Hesaplar karıştı
Yoğun bir haftayı geride bıraktık. Takımlar, 10 gün içerisinde 3'er maç yaptılar. Bu dönemde ligin kaderini ciddi şekilde etkileyecek sonuçlar alınmasa da özellikle lig üçüncülüğü ve küme düşme hattındaki mücadeleler değişik bir boyut kazandı. Öncelikle lig üçüncülüğü için aday sayısı dört iken beşe çıktı. Hiç hesapta olmayan Konyaspor, sırasıyla Beşiktaş, Trabzon ve Kayseri'yi yenerek lig üçüncüsü ile arasındaki puan farkını beşe indirdi. 17 haftadır üçüncü sırada bulunan Kayseri tahtını kaybetti. Bu beklenmeyen düşüş, Kayseri'nin altındaki ekiplerin iştahını kabarttı. Bundan sonra dördüncülük bile önem taşıyabilir. Türkiye Kupası'nda finalist takımların belli olmasının ardından lig dördüncüsünün UEFA Kupası'na gitme şansı olabilir.

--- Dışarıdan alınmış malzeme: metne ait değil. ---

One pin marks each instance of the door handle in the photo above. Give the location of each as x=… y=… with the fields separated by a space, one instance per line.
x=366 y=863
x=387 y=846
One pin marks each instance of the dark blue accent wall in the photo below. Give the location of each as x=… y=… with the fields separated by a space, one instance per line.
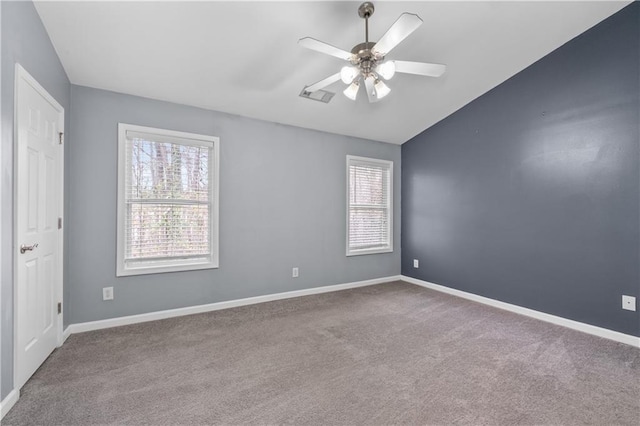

DEPLASMAN SÜRPRİZLERİ Küme düşme hattında ise Diyarbakır'ın ve Ankaraspor'un deplasmanda galip gelmeleri, Samsunspor'un da deplasmandan puanla dönmesi ortaya değişik hesaplar çıkmasına yol açtı. Üst üste kötü sonuçlar alan Denizlispor tehlikeyi daha yakından hissetmeye başladı. Son iki maçını kaybeden Ankaragücü ve üç haftadır galip gelemeyen Gaziantep de tehlike çanları çalmaya devam ediyor. Ancak geçen haftanın en şanssız takımı hem kaleci Fevzi'yi hem de oynadığı 2 kritik maçı da kaybeden Malatya'ydı. Son haftalar daha da zorlu geçecek. Belki de son yılların en zor küme düşmeme mücadelesini izleyeceğiz.
EFEKTİF OLABİLMEK Şampiyonluk yarışında değişen bir şey yok. F.Bahçe ve G.Saray rakip tanımadan ilerliyorlar. Bu hafta her iki takımın maçında dikkati çeken iki önemli olay vardı. G.Saray'ın rakibi G.Birliği takım oyunu sergileyemedi. Özellikle Uğur Boral rakibini tek başına yıkmak ister gibiydi. Ancak futbol bir takım oyunu. Elbette bireysel beceriler maç içerisinde önem taşıyor ama 90 dakika boyunca topla tek başına oynamak maçı kazandırmaz. Uğur maç boyunca 3 tanesi isabetli toplam 7 şut çekti. Üç tanesi isabetli 13 orta yaptı. Ama sonuç "0" oldu. Oysa rakip kaleye sadece 6 şut çekebilen, maç boyu toplam 14 orta yapabilen G.Saray 3 gol kaydetti. F.Bahçe ise tam anlamıyla bir takım oyunu sergiledi. Özellikle rakip ceza alanındaki paslaşmalar mükemmeldi. Tuncay bir gol ve bir asistle yıldızlaştı. Tuncay kafasını futbola verdiği zaman neler yapabileceğini gösterdi. Bundan önce de yazdık, ipi sinirlerine daha iyi hakim olabilen, stresi yenebilen göğüsleyecek.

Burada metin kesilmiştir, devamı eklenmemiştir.